Recently, a high urinary sodium-to-potassium (Na/K) ratio and reduced sleep efficiency, in addition to conventional risk factors (obesity and excess alcohol intake), have been identified as risk factors for hypertension. We estimated the population attributable fraction (PAF) for home hypertension due to these risk factors in a general Japanese population. We conducted a cross-sectional study including 1384 participants (393 men and 991 women) to estimate the odds ratio (OR) and 95% confidence interval (CI) for the presence of any of the conventional risk factors using multivariable logistic regression analyses. The models were adjusted for sex, age, smoking status, and log-transformed average daily steps. We also estimated the OR and 95% CI for the presence of any of the overall risk factors. Furthermore, we calculated the PAF due to these risk factors. The results showed that the prevalence of home hypertension was 39.0% (540/1384). The presence of any of the conventional risk factors, as well as any of the overall risk factors, was significantly associated with an increased prevalence of hypertension (OR 2.80, 95% CI 2.15–3.65; OR 2.50, 95% CI 1.93–3.22, respectively). The PAF for hypertension due to the presence of any of the conventional risk factors and the PAF due to the presence of any of the overall risk factors were 30.2% and 39.0%, respectively. In conclusion, the impact of the overall risk factors, including the urinary Na/K ratio and sleep efficiency, on home hypertension was higher than that of conventional risk factors alone. The management of the urinary Na/K ratio and sleep efficiency as well as conventional risk factors might be important in the management of blood pressure.

Introduction

Hypertension is the leading cause of cardiovascular diseases; thus, the prevention of hypertension is essential to reduce the burden of cardiovascular diseases [1,2,3]. Obesity and moderate-to-high alcohol consumption are conventional risk factors for hypertension [4,5,6,7,8]. Accordingly, reductions in body weight and alcohol consumption are important measures to control blood pressure [9,10,11,12,13,14].

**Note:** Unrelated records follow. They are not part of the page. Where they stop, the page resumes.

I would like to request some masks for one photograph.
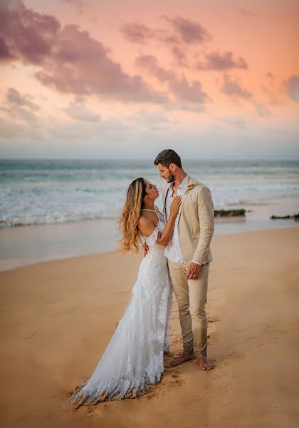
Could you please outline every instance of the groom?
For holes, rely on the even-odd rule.
[[[162,190],[165,221],[176,195],[182,203],[172,239],[165,249],[170,277],[179,305],[183,337],[183,352],[171,362],[177,366],[197,360],[201,370],[210,370],[206,359],[206,303],[210,243],[214,234],[214,205],[210,190],[191,178],[182,167],[181,158],[173,150],[162,151],[154,165],[166,180]]]

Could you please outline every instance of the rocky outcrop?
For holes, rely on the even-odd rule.
[[[271,215],[270,218],[271,220],[282,218],[283,220],[295,220],[295,221],[299,221],[299,213],[298,214],[293,214],[293,215]]]
[[[244,217],[245,210],[215,210],[214,217]]]

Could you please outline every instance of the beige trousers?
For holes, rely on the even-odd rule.
[[[203,265],[196,280],[187,280],[189,263],[168,260],[170,277],[179,305],[184,352],[206,357],[208,322],[206,303],[209,263]]]

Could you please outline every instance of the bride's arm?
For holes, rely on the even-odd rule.
[[[170,206],[170,213],[168,218],[167,224],[165,226],[165,229],[162,233],[158,233],[158,238],[157,238],[156,243],[163,247],[166,247],[168,245],[174,231],[175,218],[177,217],[179,205],[181,205],[181,196],[177,196],[172,202]],[[138,223],[138,229],[142,235],[146,237],[149,237],[154,230],[154,223],[146,217],[140,217]]]

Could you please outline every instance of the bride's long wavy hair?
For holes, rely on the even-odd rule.
[[[147,194],[146,188],[145,180],[140,178],[134,180],[127,189],[122,215],[117,222],[122,233],[122,239],[118,243],[120,250],[124,252],[138,252],[140,235],[137,225],[143,199]]]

The urinary sodium-to-potassium (Na/K) ratio is also a predictive marker for hypertension [15,16,17]. In the INTERSALT study, the 24-h urinary Na/K ratio had a stronger relationship with blood pressure than the 24-h urinary sodium (Na) level alone [15]. Additionally, a previous study demonstrated that the urinary Na/K ratio in casual spot urine was highly correlated with the urinary Na/K ratio in 24-h urine samples (the gold standard examination) [18]. This means that the evaluation of the urinary Na/K ratio in casual spot urine can be conveniently performed in clinical settings or at health checkups. Similarly, sleep efficiency has been considered to be a predictor of hypertension. In fact, we have shown that reduced sleep efficiency is associated with the prevalence of hypertension [19]. These markers are expected to be lifestyle indicators related to the development of hypertension.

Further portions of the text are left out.